The investigation revealed:

  • The majority of respondents in almost every country surveyed say they are somewhat or very concerned about climate change, including more than 9 in 10 respondents in many Central and South American countries. In almost all countries, majorities saw climate change as a threat to their country or territory over the next two decades.
  • A majority in two-thirds of the countries and territories surveyed believe that climate change will cause great harm to future generations.
  • Majorities in almost all countries believe that climate change is caused at least in part by human activity. Europeans are most likely to correctly answer that climate change is caused by human activities, led by Spain (65%) and Sweden (61%).
  • In most countries, a majority say they do not hear about climate change at least once a week in their daily life. Europeans are more likely to say they hear about climate change at least once a week compared to other regions.
  • Most people say their country should reduce the pollution that causes climate change, either on its own or if other countries do it too. However, people have different views on who is primarily responsible for reducing pollution – majorities in 43 countries said their government was responsible, 42 countries said individuals and 25 said businesses.
  • People everywhere think climate change should be a top priority for their government. Majorities in most countries in North and South America say it should be a “very high” priority.
  • A majority in almost all areas surveyed believe that measures to reduce climate change will either improve or have no negative impact on the economy.
  • People are in favor of using more renewable energy and less fossil fuels. Around 9 in 10 people in Hungary, Portugal and Spain think their country should use a little or a lot more renewable energy.

The Data for Good program is an unprecedented collaboration between technology companies, the public sector, universities, nonprofits and others who use privacy-protected datasets for social good, including disaster relief and recovery. Many of our humanitarian partners operate in some of the most challenging environments in the world. By sharing free tools that provide quick insights, metadata has made on-the-ground decision-making easier, cheaper, and more efficient. In recent years, this collaboration has informed policies governing things like the delivery of vaccines and aid to Ukrainian refugees, and has been used for environmental campaigns in the United States, Germany, Belgium, Croatia and the Kingdom. -United.
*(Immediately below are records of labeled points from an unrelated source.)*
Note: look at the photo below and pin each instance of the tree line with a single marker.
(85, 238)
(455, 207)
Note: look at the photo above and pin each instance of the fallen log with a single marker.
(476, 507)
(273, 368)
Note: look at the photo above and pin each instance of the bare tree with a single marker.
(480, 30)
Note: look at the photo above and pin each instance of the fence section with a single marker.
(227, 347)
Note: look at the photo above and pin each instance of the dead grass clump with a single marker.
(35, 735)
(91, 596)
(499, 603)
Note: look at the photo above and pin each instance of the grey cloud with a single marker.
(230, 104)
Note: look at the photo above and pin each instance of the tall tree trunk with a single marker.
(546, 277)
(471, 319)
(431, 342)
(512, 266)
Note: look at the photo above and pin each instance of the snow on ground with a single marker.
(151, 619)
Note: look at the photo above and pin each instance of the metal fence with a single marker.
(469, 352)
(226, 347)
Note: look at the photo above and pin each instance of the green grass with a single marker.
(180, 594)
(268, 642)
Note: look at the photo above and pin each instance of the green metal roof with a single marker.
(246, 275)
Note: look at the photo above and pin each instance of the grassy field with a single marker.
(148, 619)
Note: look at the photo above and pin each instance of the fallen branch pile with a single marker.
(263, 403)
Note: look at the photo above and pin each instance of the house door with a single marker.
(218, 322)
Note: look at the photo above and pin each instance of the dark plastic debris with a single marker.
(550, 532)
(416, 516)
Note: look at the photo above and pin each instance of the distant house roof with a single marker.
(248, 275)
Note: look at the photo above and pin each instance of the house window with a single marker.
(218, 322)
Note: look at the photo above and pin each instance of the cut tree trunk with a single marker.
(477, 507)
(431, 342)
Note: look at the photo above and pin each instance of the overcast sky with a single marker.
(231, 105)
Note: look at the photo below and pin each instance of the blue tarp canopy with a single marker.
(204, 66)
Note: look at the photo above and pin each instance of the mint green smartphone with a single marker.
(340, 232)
Alongside the survey, Meta also released its annual Sustainability Report, detailing the solid progress we are making to minimize the environmental impact of our business, our supply chain and the wider community. This includes:

  • Set an ambitious goal to be water positive by 2030, which means we will restore more water than our global operations consume. In 2021, Meta helped restore over 2.3 million cubic meters of water through investments in water restoration projects.
  • Progress towards our goal of achieving net zero emissions in our value chain and maintaining 100% renewable energy for our global operations.
  • Develop our Climate Science Center in more than 150 countries.
  • Support key policies to advance sustainable policies and climate action, such as joining the European Climate Pact and participating in organizations advocating for clean energy policies in the United States.

Read all opinion poll report on the climate and sustainability report.